Taylor’s isn’t as well known for its Tawnies as some houses are – its LBVs and Vintage Ports are up there with the very best – but it should be, based on the quality of this 20-year-old release. Figgy, sweet and complex, with beautifully integrated spirit and notes of umami and orange zest. One of those Ports that you don’t want to pass to your neighbour.
Mid-way between a single quinta and not-quite-a-vintage Port, this is rich, sweet and easy to drink, but with more structure and concentration than is immediately apparent. Spicy, peppery and showing a little bit of fiery spirit, this has dark, creamy fruit flavours and a complex, chocolatey finish.
A rich, even heady expression of the Moscatel (Muscat) grape, this is luscious and palate-coating, with flavours of orange peel, dried fruits and beeswax and spirity note that complements rather than overwhelms the wine. Sweet and complex, it’s really good with full-flavoured desserts.
At only £15.95 a half bottle, this has to be one of the best value fortifieds on the market at the moment. It’s a mature, salty, rancio-style wine made from Grenache Blanc and Macabeu that’s mid way between a Sherry and a Tawny Port in style. Try it poured over vanilla ice cream or with a walnut tart.
Made for M&S by Taylor’s brilliant winemaker, David Guimaraens, this is the kind of Tawny Port that makes grown men (and women) cry.
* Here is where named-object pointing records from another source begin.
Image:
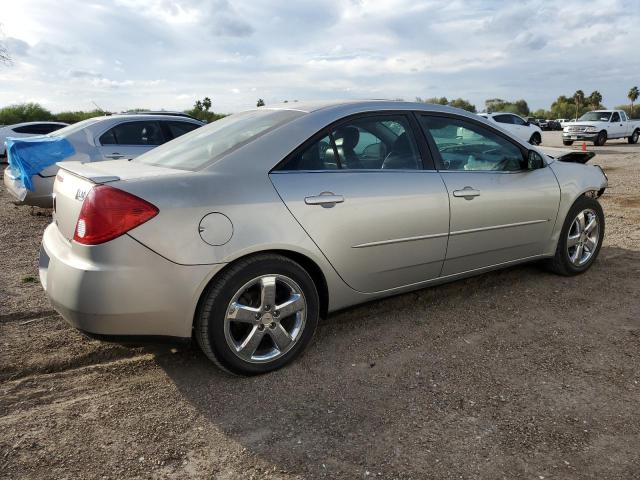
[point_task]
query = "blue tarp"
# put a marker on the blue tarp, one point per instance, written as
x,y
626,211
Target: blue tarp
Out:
x,y
29,156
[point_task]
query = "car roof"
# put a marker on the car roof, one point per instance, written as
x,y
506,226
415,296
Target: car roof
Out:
x,y
359,105
47,122
160,112
144,116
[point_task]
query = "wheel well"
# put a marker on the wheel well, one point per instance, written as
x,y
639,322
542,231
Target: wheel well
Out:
x,y
305,262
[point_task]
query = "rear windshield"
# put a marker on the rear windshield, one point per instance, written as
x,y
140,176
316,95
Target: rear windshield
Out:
x,y
205,145
63,132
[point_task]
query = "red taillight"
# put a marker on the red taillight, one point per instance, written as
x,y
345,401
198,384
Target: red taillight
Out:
x,y
108,213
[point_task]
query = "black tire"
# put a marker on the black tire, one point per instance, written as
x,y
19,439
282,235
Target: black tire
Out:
x,y
600,139
535,139
560,263
212,311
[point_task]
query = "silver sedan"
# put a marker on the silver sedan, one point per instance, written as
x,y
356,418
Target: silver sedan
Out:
x,y
244,233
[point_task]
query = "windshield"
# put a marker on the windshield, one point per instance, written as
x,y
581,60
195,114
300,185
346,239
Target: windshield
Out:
x,y
63,132
595,117
207,144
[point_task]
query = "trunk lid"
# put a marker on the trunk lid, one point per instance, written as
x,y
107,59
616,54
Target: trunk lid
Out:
x,y
75,180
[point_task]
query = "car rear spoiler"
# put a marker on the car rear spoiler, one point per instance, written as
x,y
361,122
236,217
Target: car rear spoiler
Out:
x,y
567,155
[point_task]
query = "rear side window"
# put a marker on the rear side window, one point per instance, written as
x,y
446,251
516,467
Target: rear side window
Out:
x,y
368,143
133,133
467,146
177,129
205,145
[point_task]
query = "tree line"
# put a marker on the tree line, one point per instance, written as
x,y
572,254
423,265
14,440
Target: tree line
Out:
x,y
565,106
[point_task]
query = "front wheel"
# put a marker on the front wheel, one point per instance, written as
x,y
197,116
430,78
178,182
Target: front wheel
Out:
x,y
600,139
535,139
580,239
258,316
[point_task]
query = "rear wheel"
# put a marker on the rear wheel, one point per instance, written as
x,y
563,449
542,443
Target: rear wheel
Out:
x,y
600,139
580,239
258,316
535,139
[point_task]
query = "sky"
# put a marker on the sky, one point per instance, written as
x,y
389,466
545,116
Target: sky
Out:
x,y
165,54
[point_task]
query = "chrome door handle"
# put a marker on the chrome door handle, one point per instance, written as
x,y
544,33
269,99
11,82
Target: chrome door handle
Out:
x,y
326,199
467,193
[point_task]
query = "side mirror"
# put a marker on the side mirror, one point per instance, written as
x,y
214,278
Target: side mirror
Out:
x,y
534,160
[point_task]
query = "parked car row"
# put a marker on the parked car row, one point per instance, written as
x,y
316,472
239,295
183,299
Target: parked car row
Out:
x,y
242,234
32,161
599,126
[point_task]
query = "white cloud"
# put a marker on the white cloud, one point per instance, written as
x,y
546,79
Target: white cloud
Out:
x,y
167,53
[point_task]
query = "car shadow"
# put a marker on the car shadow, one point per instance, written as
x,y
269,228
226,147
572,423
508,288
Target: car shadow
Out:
x,y
429,379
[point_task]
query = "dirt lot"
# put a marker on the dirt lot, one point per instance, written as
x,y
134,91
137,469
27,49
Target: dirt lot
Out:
x,y
513,374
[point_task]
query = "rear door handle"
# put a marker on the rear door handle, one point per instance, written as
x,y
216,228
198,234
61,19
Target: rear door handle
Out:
x,y
467,193
326,199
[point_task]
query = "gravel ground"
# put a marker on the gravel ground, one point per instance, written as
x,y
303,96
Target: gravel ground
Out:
x,y
512,374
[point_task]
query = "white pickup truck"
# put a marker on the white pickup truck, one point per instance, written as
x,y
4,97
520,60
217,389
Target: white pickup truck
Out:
x,y
601,125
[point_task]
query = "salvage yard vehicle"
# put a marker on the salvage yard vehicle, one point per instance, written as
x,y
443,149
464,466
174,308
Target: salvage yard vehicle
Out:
x,y
247,231
32,161
599,126
27,129
518,126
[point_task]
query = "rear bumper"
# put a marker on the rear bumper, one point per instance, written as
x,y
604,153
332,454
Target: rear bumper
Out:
x,y
120,288
39,197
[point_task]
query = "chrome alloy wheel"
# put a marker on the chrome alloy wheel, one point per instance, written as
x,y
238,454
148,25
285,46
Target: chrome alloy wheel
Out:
x,y
265,318
583,237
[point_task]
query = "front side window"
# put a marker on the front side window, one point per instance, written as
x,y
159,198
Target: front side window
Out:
x,y
466,146
367,143
133,133
595,117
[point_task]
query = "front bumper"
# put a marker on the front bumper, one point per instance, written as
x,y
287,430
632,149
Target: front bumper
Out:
x,y
40,196
573,136
120,288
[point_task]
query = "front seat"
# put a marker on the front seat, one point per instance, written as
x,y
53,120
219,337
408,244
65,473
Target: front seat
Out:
x,y
346,139
401,156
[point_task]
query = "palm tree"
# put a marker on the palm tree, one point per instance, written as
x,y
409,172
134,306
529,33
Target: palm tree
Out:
x,y
633,96
578,98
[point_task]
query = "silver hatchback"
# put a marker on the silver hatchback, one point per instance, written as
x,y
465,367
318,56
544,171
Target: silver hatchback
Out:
x,y
245,232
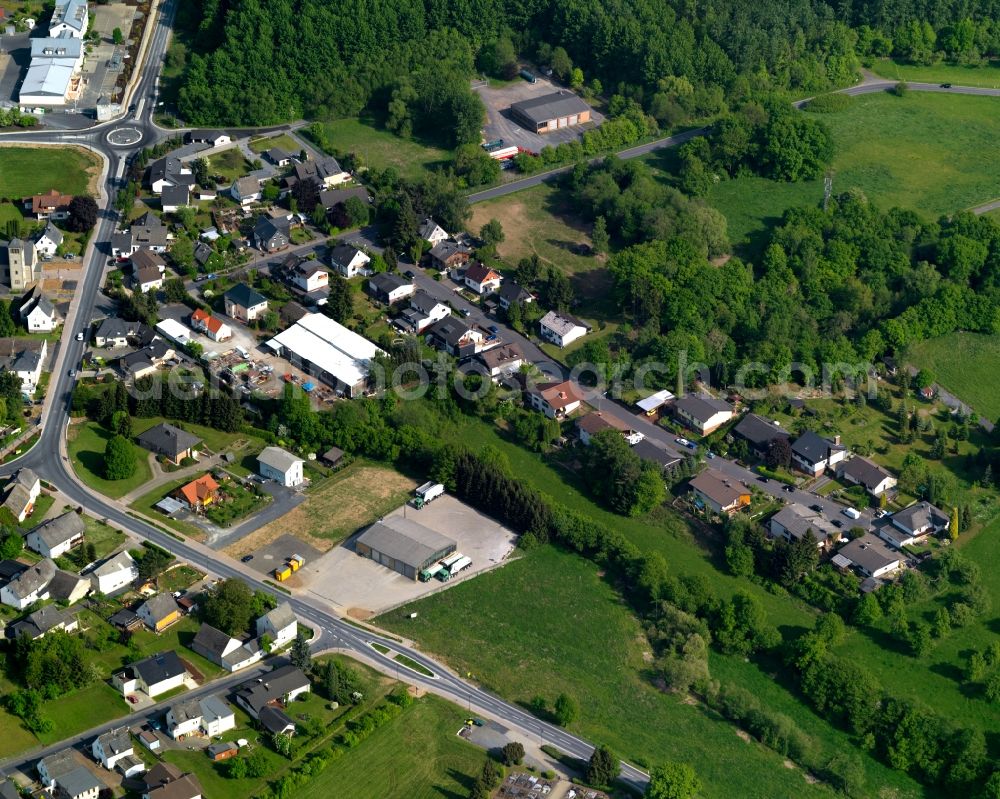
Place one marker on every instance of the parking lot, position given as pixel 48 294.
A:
pixel 363 588
pixel 500 125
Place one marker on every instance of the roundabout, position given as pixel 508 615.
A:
pixel 124 137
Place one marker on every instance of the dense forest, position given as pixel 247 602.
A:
pixel 260 62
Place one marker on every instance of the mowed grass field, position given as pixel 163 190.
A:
pixel 966 365
pixel 380 149
pixel 352 498
pixel 35 170
pixel 539 221
pixel 416 756
pixel 987 75
pixel 549 623
pixel 926 152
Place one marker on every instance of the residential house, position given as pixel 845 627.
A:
pixel 116 332
pixel 348 260
pixel 169 171
pixel 209 716
pixel 52 206
pixel 455 337
pixel 169 442
pixel 278 157
pixel 914 523
pixel 655 404
pixel 388 287
pixel 44 620
pixel 115 573
pixel 25 358
pixel 22 492
pixel 310 276
pixel 244 304
pixel 276 689
pixel 482 280
pixel 159 612
pixel 718 492
pixel 271 234
pixel 561 329
pixel 279 624
pixel 57 536
pixel 213 138
pixel 325 171
pixel 64 772
pixel 758 432
pixel 224 650
pixel 813 454
pixel 199 493
pixel 512 294
pixel 446 255
pixel 595 422
pixel 555 400
pixel 868 474
pixel 173 198
pixel 48 242
pixel 503 360
pixel 869 555
pixel 152 676
pixel 793 522
pixel 702 413
pixel 423 312
pixel 114 748
pixel 186 786
pixel 276 464
pixel 431 232
pixel 654 453
pixel 211 326
pixel 38 313
pixel 24 267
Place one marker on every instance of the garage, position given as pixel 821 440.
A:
pixel 403 545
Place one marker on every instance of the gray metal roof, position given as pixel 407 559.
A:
pixel 405 540
pixel 550 106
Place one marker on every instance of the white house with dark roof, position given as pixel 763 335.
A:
pixel 278 624
pixel 867 474
pixel 57 536
pixel 277 464
pixel 702 413
pixel 814 454
pixel 561 329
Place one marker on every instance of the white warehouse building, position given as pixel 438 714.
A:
pixel 328 351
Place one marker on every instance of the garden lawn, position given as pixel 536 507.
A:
pixel 987 75
pixel 540 221
pixel 415 756
pixel 35 170
pixel 964 364
pixel 548 623
pixel 926 151
pixel 87 441
pixel 380 149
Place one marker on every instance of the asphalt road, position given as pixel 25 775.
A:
pixel 48 457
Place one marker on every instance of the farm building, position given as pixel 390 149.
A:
pixel 403 545
pixel 549 112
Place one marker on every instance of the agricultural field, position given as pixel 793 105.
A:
pixel 539 221
pixel 986 75
pixel 86 445
pixel 965 365
pixel 336 508
pixel 416 756
pixel 549 623
pixel 924 151
pixel 34 170
pixel 380 149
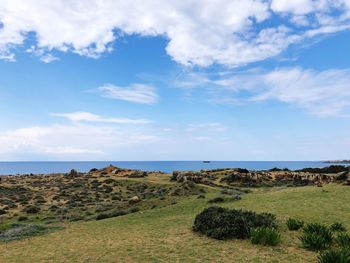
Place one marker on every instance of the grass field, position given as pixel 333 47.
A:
pixel 164 234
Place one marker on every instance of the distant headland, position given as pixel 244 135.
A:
pixel 337 161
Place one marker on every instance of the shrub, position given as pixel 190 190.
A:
pixel 316 236
pixel 294 224
pixel 335 256
pixel 18 231
pixel 216 200
pixel 343 240
pixel 110 214
pixel 223 223
pixel 32 209
pixel 265 236
pixel 337 227
pixel 22 218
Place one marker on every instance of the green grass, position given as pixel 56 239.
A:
pixel 165 235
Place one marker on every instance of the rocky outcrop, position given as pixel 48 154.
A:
pixel 196 177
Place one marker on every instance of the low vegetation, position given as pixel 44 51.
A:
pixel 223 223
pixel 316 236
pixel 294 224
pixel 335 256
pixel 265 236
pixel 18 231
pixel 147 217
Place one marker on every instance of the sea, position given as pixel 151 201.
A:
pixel 14 168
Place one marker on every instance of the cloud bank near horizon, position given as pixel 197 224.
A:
pixel 230 33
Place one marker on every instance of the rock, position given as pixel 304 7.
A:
pixel 135 199
pixel 137 174
pixel 236 197
pixel 347 182
pixel 73 172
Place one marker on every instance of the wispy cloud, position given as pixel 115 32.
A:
pixel 321 93
pixel 137 93
pixel 90 117
pixel 71 141
pixel 230 33
pixel 211 126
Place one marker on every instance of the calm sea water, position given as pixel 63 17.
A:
pixel 7 168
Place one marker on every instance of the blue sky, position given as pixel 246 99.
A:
pixel 162 80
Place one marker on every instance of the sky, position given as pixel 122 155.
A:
pixel 174 80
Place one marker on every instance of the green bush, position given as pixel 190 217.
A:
pixel 316 237
pixel 265 236
pixel 18 231
pixel 343 240
pixel 216 200
pixel 223 223
pixel 294 224
pixel 337 227
pixel 334 256
pixel 32 209
pixel 110 214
It’s a very fine fortified, with a delicious balance between nutty, figgy fruit, added spirit and mature, barrel-aged rancio notes. Very sweet and very long on the palate, it would make a perfect Christmas treat.
Great Sherry remains one of the wine world’s great bargains, even in half bottles like this one from the high quality Emilion Lustau operation. This is a classic Palo – with slightly more weight than an Amontillado, but similalry nutty, savoury flavours. Bone dry on the palate, with lovely, old barrel-aged notes of toast and grilled almonds and a salty note from five years spent in a Fino solera system. Great as an aperitif, but also amazing with tapas.
Youthful, fortified Muscat showing a hint of spirit and floral, grapey fruit flavours. An easy-drinking, dessert style that would work well as an aperitif.
Traditional, oxidative, tawny Port meets Oloroso Sherry style with marked sweetness and developed, rancio notes. Nutty, figgy fruit flavours with some crème caramel notes and aged complexity.
Grapey, sweet, fortified Muscat with a slight alcoholic burn, this has notes of citrus and spice and marked acidity on the finish.
If you love Fino Sherry – and who doesn’t? – this is about as good as it gets: an unfined, unfiltered fortified that was bottled in April when the flor yeast is at its thickest on the surface of the wine, giving it that bready, savoury complexity. More deeply coloured than the regular Tio Pepe, this is a salty, tangy delight that’s absolutely brilliant with a plate of anchovies or almonds. Essence of Andalusia.
It’s always hot in the Douro, but it was really, really hot in 2003 and I think it shows in the wines. This is a big, if slightly pruney style with more than a hint of Douro bake. Packed with black fruits and liquorice and pretty serious tannins, it needs more time in bottle to sweeten up and shed some of the sturdy backbone.
The received wisdom (at least round my gaff) is that 20-year-old Tawnies are better than the 10-year-old versions, but this wine challenges that. It will improve further in bottle, but it’s remarkable now, an intense, nutty, figgy fortified with more tannin and concentration than commerical Tawnies at lower price points. In short, it’s worth the extra cash: a sweet, yet structured, wood-matured Port with impressive palate length.